HOW THIS STUDY MIGHT AFFECT RESEARCH, PRACTICE OR POLICY
This systematic review and meta-analysis provides a thorough evaluation of the current evidence on the role of circulating proteins in CMD. By integrating proteomics and genomics, the approach we adopted can inform the selection of protein biomarkers to improve risk stratification of CMD. Additionally, this method can be used in the early stages of drug discovery to identify promising targets, and it can be integrated with traditional approaches to improve the assessment of drug repurposing opportunities.
Introduction
Cardiometabolic diseases (CMDs) are the leading cause of death and disability globally.1 Proteins play critical roles in the biological processes involved in CMD and constitute effective drug targets.2 Proteomics informs the holistic and comprehensive understanding of molecular and cellular mechanisms underlying the pathogenesis of diseases.3 In recent years, high-throughput proteomic assays have flourished and proteomics has been widely used in large-scale, population-based studies.

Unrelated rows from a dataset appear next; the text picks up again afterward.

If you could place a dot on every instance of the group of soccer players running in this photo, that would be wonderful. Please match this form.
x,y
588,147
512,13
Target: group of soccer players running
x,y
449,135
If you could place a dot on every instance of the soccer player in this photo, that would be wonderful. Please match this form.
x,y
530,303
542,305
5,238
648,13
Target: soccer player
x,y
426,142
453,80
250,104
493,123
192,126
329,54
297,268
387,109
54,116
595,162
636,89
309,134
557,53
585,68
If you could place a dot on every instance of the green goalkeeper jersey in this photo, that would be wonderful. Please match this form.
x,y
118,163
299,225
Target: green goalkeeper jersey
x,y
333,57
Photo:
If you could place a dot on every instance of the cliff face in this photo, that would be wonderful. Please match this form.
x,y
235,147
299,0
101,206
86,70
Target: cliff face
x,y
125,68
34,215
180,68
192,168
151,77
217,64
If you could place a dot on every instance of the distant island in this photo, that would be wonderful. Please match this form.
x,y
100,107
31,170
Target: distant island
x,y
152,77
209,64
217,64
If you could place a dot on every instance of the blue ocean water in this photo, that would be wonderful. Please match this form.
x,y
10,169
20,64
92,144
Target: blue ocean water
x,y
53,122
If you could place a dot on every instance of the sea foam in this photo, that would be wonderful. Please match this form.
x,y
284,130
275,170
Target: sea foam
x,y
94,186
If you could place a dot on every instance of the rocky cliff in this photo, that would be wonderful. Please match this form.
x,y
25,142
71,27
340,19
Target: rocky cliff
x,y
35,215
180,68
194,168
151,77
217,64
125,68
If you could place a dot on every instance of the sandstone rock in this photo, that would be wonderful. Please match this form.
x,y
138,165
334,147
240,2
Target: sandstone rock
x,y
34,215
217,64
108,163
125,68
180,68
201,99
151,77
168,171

Mendelian randomisation (MR) uses the random allocation of genetic alleles during meiosis and uses genetic variants specifically related to a particular exposure to examine the causal effect of the exposure on the disease.4 Compared with observational studies, MR studies seek to establish whether specific proteins are causally related to CMD risk or represent downstream markers of CMD-related processes. By providing evidence of causation, MR has the potential to accelerate genetics-guided drug discovery.5
In the past decade, hundreds of observational and MR studies have examined the associations between circulating proteins and CMD. However, the study design, sample size and proteomic assays varied across studies. Therefore, we undertook a systematic review and meta-analysis to assess the direction and magnitude of the associations between circulating proteins and CMD, so as to provide clues and references for research on potential biological mechanisms and drug targets of CMD.
Materials and methods
Literature search, study selection and data extraction
We systematically searched PubMed, Embase and Web of Science from inception to 11 July 2023. We included prospective observational and MR studies that investigated the associations between circulating proteins and CMD, including coronary heart disease (CHD, I20–I25), stroke (I60–I69), type 2 diabetes (T2D, E11), heart failure (HF, I50), atrial fibrillation (AF, I48) and atherosclerosis. When two or more studies reported data from the same cohort or consortium, only the study with the largest number of participants was included. We excluded (1) studies that used postmortem blood, tissue or urine samples; (2) studies that recruited patients with non-CMD (eg, dementia, arthritis) at baseline; and (3) in vivo and in vitro studies. We also manually searched the reference list of the retrieved review articles to identify other studies. No language restriction was imposed, and all included studies were in English. Studies were evaluated against the inclusion and exclusion criteria by two independent researchers and any difference was resolved via discussion with a third researcher. Data from included studies were extracted into predefined tables by two researchers independently. The study protocol was registered with PROSPERO (registration number: CRD42022350327). Detailed search strategies and data extraction procedures were shown in online supplemental eMethods.
Supplemental material
Quality assessment
Quality assessment was conducted for observational and MR studies separately. For observational studies, the quality of each study was assessed according to the Newcastle-Ottawa Scale (NOS) by two reviewers independently. NOS covered three domains: subject representativeness, comparability of subjects and ascertainment of risk. The length of follow-up was set at a minimum of 5 years to be considered as adequate. NOS scores were categorised as high quality (seven to nine stars), moderate quality (four to six stars) and low quality (zero to three stars).
Statistical analysis
Before meta-analyses, we standardised names of proteins according to Unified Protein Database (online supplemental table S1).6 Meta-analyses were performed separately for observational and MR studies and for each specific disease outcome. Protein-disease pairs with ≥2 non-overlapping reports were included. Relative risk (RR) estimates for observational studies and OR estimates for MR studies per one SD increase in protein levels were pooled using random effects models via R package ‘metafor’. Between-study heterogeneity was assessed using the I2 statistic.
Supplemental material
For MR studies, analyses were restricted to European population because 91.4% studies were conducted in Europeans and excluded proteins using trans-protein quantitative trait loci (pQTL) to avoid horizontal pleiotropy. We graded the evidence of proteins in MR studies (figure 1). Meanwhile, significant protein-disease pairs reported by only one MR study were also graded and presented for their valuable insights into causality. For proteins with tier 1 or 2 MR evidence (ie, top levels of certainty), we conducted pathway enrichment analysis7 and evaluated the druggability8 (online supplemental eMethods).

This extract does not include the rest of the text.